- The Party Animal DVD cover
- Directed by: David Beaird
- Written by: Alan C. Fox and David Beaird (story) David Beaird (screenplay)
- Produced by: Bryan England Mark Israel
- Starring: Matthew Causey Timothy Carhart Jerry Jones Suzanne Ashley
- Narrated by: Jerry Jones
- Cinematography: Bryan England
- Edited by: Susan Jenkins
- Production company: Moviestore Entertainment
- Distributed by: International Film Marketing
- Release dates: May 14, 1984 (Cannes); June 15, 1984 (United States);
- Running time: 78 minutes
- Country: United States
- Language: English

= The Party Animal =

1984 film by David Beaird

The Party Animal is a 1984 American comedy film written and directed by David Beaird. It was independently produced and was released across the United States, where it was critically derided, but did respectably well at the box office.

The film is a slapstick mockumentary-style comedy that spoofed the college campus sexploitation genre popularized by Animal House and Porky's. Though the movie was made on a shoestring budget, its soundtrack featured Buzzcocks, The Untouchables (who also perform in the film), The Fleshtones, The Convertables and Chelsea. The theme song for The Party Animal was "Why Can't I Touch It".

The film is available through MGM Home entertainment on a limited edition series of 80s comedies.

==Plot==
The film begins with the strains of "Why Can't I Touch It" by Buzzcocks as the camera pans across a rural landscape to the face of a beautiful teenage girl (Susanne Ashley) who is atop a hill surveying the road below. An open-ended truck rolls into view bearing a young man lying on a pile of turnips. This is Pondo Sinatra (Matthew Causey), the star of the story, a 22-year-old virgin burdened with raging hormones, no sex appeal or social skills. He is on his way to his first day at college. Upon arrival, Pondo cannot help but notice that the university is full of attractive and scantily clad women but try as he might he is of no interest to them. The good looking and popular 'Studley' (Timothy Carhart) soon takes him under his wing and tries to teach him the ways of seduction, but Pondo's increasingly bizarre schemes fail spectacularly, even at the local whore house. Desperate to break what seems to be a curse, Pondo descends into suicidal depression at which point the college's wise janitor named Elbow (Jerry Jones) steps in and gives Pondo advice.

Pondos' schemes include a try at poetic seduction as Studley tells Pondo what to say to his vivacious date Natasha (Robin Harlan) via a remote microphone; sending Pondo to buy elegant new clothes (he goes to the Punk store by mistake and leaves looking like Quasimodo); taking massive quantities of drugs (which in reality would be lethal); and activating world's biggest vibrator, the Moby-M5, with disastrous consequences.

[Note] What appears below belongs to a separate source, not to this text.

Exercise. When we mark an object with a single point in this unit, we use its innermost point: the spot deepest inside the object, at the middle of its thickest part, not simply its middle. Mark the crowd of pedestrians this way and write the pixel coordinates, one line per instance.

The M-5 episode provides a pretext for two porn store employees to discuss strategic arms limitation treaties, using various dildos as props.

After one of these dating debacles, Pondo frightens Studley by shouting "I'd sell my soul for a piece of ass!" Meanwhile, Miranda (Susanne Ashley), a mysterious girl with supernatural powers who has been observing Pondo's struggles for some time, hears his cry and cryptically acknowledges it. Some time afterward, Pondo accidentally creates a chemical compound that makes him irresistible to women. At first he revels in his new "party animal" prowess; later, exhausted and terrified, he takes to barricading himself in his room to escape the mobs of obsessed women who pursue him everywhere. "I have been greedy," he confesses despairingly to Studley, "I am like King Midas; everything I touch turns to poontang!" The end of the film is tragic-comic with a metaphysical twist concerning the fate of those ruled by lust.

==Cast==
- Matthew Causey - Pondo Sinatra
- Timothy Carhart - Studley
- Jerry Jones - Elbow
- Susanne Ashley - Miranda/Mother Nature
- Robin Harlan - Natasha
- Frank Galati - The Professor
- Luci Roucis - Sophia
- Joan Dykman - The Nurse
- Barbara Baylis - Madame
- Frannie James - Dean Fox
- Leland Crooke - Dean's Secretary
- Billi Gordon - The New Dean

==Soundtrack==
The film contains numerous songs by The Fleshtones, Buzzcocks, Chelsea, The Untouchables, The Convertibles, and R.E.M.